To understand this point, suppose that a
technology exists to convert coal to an oil substitute that is
financially viable at an oil price of $60 per barrel and that this
technology produces double the CO2 per unit of useful energy relative
to oil. At a $90 per barrel oil price, this technology could be
unprofitable for a modest price of carbon dioxide (CO2) emissions
because of its substantially higher carbon intensity. For instance, at
a $100 per ton price of CO2 emissions - which is roughly twice the
highest price observed in the European Union's emissions permit trading
scheme - the total cost per barrel of oil equivalent, including the
cost of the additional emissions, could easily exceed $90 per barrel.
A
solution to this investment impasse is a stable, predictable price of
carbon into the distant future. Although there is currently a regional
cap and trade mechanism for CO2 emissions in the Northeast US, permit
prices in the Regional Greenhouse Gas Initiative (RGGI) have been
extremely modest - less than $5 per ton of CO2. California also plans
to implement a cap-and-trade mechanism in 2012. No significant
coal-mining activity takes place in the participating RGGI states or in
California. But such regional cap-and-trade programmes are unlikely to
set prices for CO2 emissions for a long enough time and with sufficient
certainty to encourage investment in facilities to produce conventional
oil substitutes. In other words, despite regional experiments with
cap-and-trade, it is the national climate policy uncertainty that
remains the major factor in preventing these investments.
If
prospective investors in the major fossil fuel-producing regions of the
US knew the cost of the CO2 emissions associated with these alternative
technologies over the lifetime of each alternative fuel project, they
would be able to decide which projects are likely to be financially
viable at that carbon price.
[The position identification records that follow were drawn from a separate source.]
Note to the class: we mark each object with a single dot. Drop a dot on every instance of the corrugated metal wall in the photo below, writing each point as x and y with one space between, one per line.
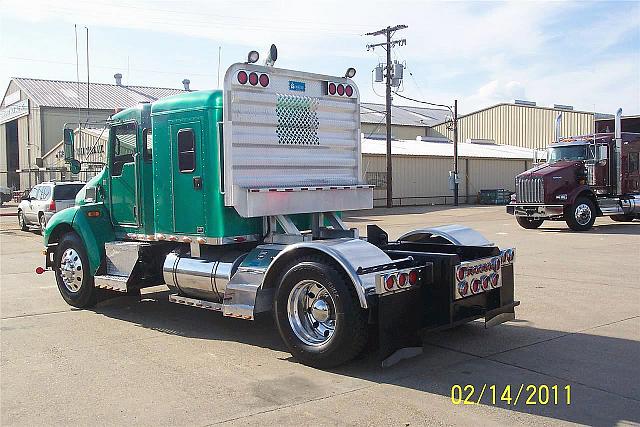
519 125
423 180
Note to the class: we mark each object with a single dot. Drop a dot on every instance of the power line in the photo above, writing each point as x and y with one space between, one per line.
388 45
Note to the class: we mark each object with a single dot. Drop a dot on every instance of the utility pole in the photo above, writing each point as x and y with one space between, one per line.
388 45
455 153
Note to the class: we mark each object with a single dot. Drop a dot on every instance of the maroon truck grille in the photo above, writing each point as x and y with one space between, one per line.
529 190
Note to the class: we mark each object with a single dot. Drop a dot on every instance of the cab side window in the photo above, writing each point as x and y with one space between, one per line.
186 151
634 162
44 193
123 146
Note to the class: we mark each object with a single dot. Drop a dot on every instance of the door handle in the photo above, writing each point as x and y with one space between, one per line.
197 182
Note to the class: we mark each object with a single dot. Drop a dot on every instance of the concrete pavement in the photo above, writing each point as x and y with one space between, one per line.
152 362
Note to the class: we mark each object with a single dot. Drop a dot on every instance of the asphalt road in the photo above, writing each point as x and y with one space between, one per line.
151 362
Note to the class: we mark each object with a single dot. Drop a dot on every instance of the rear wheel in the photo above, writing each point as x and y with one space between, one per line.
22 221
71 267
318 314
529 223
623 218
581 215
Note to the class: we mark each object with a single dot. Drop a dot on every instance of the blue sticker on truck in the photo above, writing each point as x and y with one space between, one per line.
297 86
Particularly for coal-to-liquids, much of
this investment would take place in the US because of the massive
amount of available domestic coal reserves. This investment would also
provide much-needed new domestic high-wage jobs.
New sources of
supply of conventional oil substitutes would reduce oil prices, create
new jobs in the United States and reduce the amount of money sent to
governments, whose interests are counter to the US. Finally, this price
of carbon would raise much-needed revenues for the US government and
stimulate investment in lower carbon energy sources, such as wind,
solar and biofuels. A modest, yet stable long-term price of carbon
might even stimulate so much investment in conventional oil substitutes
and low-carbon energy sources that the long-term net effect of this
carbon price could be lower average energy prices across all sources.
The
investments in these technologies need not result in higher aggregate
CO2 emissions. For example, coal-to-liquids produces a concentrated CO2
emissions stream that is ideally suited to the deployment of carbon
capture and sequestration (CCS) technology. Consequently, a carbon
price high enough to make CCS financially viable, yet reasonable enough
to make this technology competitive with conventional oil, would
address both concerns.
If there are concerns that committing to a
modest carbon price may be insufficient to address climate concerns,
this commitment could be stipulated only for investment projects
initiated within a certain time window. The US government could reserve
the right to increase this CO2 emissions price for projects initiated
after that period. This logic has not escaped the Chinese government,
where General Electric and Shenhua, a major Chinese coal producer,
recently announced a joint coal gasification project, which is
financially viable because the Chinese government can provide the
necessary climate policy certainty.
The choice is stark: either
we can continue to wait to implement the perfect climate policy, and in
the meantime pay higher prices for oil, and watch countries like China
that are able to provide climate policy certainty to investors move
forward with this new industrial development; or we could commit to a
modest climate policy and so unleash the new technologies and new jobs
made possible by this more favourable investment environment.